The wonderful gum at the top of the hill, Ormiston Gorge
I photographed this tree probably 20 years ago on a Central Australian photography tour with Doug and Ruby Spowart. Back then I was shooting on 4x5” film and I can remember being a little disappointed with the results because an early morning breeze was moving the branches, creating unwanted blur.
Although the morning was still down the bottom, by the time we got up to the top of the hill, the breeze was back again and so I wondered if the morning would be a repeat of my earlier adventure. Essentially it was, but who cares! It was simply magical up the top and I managed to get some great photos anyway – as did most of the group. We found a spot below the tree and shot it looking up, with the red Ormiston cliffs as a backdrop. There was also a great contra-jour shot looking down into the canyon as the sun peeped over the horizon.
While I was up the top, Tony was at the half way point with the rest of the group, also getting some really strong graphical images of the tree from a lower angle.
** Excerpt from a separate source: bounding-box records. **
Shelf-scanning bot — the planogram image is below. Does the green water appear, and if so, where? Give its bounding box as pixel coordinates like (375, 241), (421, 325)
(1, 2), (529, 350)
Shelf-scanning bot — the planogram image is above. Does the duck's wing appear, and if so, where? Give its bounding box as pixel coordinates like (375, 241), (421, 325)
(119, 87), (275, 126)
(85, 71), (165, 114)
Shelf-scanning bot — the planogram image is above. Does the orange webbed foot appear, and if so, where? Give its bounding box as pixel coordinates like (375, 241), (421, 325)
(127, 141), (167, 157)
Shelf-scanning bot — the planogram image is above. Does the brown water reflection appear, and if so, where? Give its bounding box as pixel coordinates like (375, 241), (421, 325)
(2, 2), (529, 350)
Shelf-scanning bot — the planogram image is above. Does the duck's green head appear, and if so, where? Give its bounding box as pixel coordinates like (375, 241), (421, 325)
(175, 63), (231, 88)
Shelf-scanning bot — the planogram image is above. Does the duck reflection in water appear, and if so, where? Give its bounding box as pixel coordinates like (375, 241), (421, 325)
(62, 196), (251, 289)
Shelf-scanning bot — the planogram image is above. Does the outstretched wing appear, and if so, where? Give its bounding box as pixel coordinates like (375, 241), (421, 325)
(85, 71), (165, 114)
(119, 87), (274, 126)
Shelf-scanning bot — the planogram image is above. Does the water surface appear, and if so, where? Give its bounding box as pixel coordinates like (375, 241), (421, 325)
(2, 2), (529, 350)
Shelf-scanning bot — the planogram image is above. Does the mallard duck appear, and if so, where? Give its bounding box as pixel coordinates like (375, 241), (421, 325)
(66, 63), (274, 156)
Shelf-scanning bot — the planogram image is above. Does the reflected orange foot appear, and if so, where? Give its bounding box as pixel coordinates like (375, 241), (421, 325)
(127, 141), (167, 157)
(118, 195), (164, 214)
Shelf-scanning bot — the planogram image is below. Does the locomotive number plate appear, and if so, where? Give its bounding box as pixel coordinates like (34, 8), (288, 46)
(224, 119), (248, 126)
I will send Tony up the top next time, I think!
A lone tree at Tylers Pass
Felix - just outside Kings Canyon Phillipa was also pretty keen on the dead tree... Alan was never far away when the light was good! Mark, making the most of that dead tree!
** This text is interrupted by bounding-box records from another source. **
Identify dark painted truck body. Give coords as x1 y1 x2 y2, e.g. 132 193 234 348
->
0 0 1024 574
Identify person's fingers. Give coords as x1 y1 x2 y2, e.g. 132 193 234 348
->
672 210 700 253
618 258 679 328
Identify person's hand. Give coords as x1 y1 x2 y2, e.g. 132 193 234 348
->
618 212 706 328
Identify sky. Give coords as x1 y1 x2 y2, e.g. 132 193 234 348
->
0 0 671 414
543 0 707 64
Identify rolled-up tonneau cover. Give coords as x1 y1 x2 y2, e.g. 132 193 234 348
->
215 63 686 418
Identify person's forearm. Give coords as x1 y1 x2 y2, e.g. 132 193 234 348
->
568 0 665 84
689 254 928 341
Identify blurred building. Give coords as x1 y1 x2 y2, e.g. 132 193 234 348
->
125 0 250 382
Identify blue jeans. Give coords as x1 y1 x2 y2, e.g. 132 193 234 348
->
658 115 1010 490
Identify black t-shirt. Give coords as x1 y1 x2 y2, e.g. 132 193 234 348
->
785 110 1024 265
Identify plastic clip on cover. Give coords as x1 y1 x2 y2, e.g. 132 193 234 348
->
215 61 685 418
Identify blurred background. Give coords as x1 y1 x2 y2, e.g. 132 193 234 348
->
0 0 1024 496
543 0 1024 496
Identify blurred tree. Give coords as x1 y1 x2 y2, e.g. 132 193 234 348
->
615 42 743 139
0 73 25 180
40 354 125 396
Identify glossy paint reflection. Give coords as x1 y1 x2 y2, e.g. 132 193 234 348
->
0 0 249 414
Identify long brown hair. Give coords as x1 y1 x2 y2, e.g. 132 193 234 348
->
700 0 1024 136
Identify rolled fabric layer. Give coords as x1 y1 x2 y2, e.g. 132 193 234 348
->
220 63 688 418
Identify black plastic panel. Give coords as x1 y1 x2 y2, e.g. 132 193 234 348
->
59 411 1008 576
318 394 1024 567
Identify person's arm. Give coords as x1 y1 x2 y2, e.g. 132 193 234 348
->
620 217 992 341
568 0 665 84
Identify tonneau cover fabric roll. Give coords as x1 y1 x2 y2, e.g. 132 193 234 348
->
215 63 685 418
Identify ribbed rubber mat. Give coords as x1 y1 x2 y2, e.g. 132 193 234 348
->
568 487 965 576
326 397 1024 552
We returned to Glen Helen, packed our bags and headed off for Kings Canyon. Just before the bitumen ran out, we stopped at Tylers Pass which sits in the middle of the most wonderful rolling hills. Although the light was a little hot, there was still plenty to photograph, especially with a telephoto and if you could eliminate the horizon from your composition.
The dead tree and some magical pink clouds
The next few hours were on the rough Mereenie Loop Road itself. It certainly shakes you around, but the landscape is spectacular. In some parts you’re not supposed to stop because it is Aboriginal land, but eventually the road smooths out and you head into Kings Canyon.
Looking towards Carmichael Crag
We arrived an hour or so before sunset, so we scouted around for a location, settling on a position in front of the George Gill Range and Carmichael Crag. What a wonderful evening, watching the sun slowly dropping and the colours of the outback erupting all around. We had the most amazing clouds above a dead tree with an incredible backdrop – I will never forget this evening or the smiles on everyone’s faces as they madly pressed their shutter releases!
Lorri at the end of a magical night
That night is another swag adventure, enjoying the warmth of a camp fire and snuggling into a swag, tired and happy. (However, for future trips, we will stay in a hotel so we just have a single night in a swag.)
Our second camp fire. Dinner is cooking!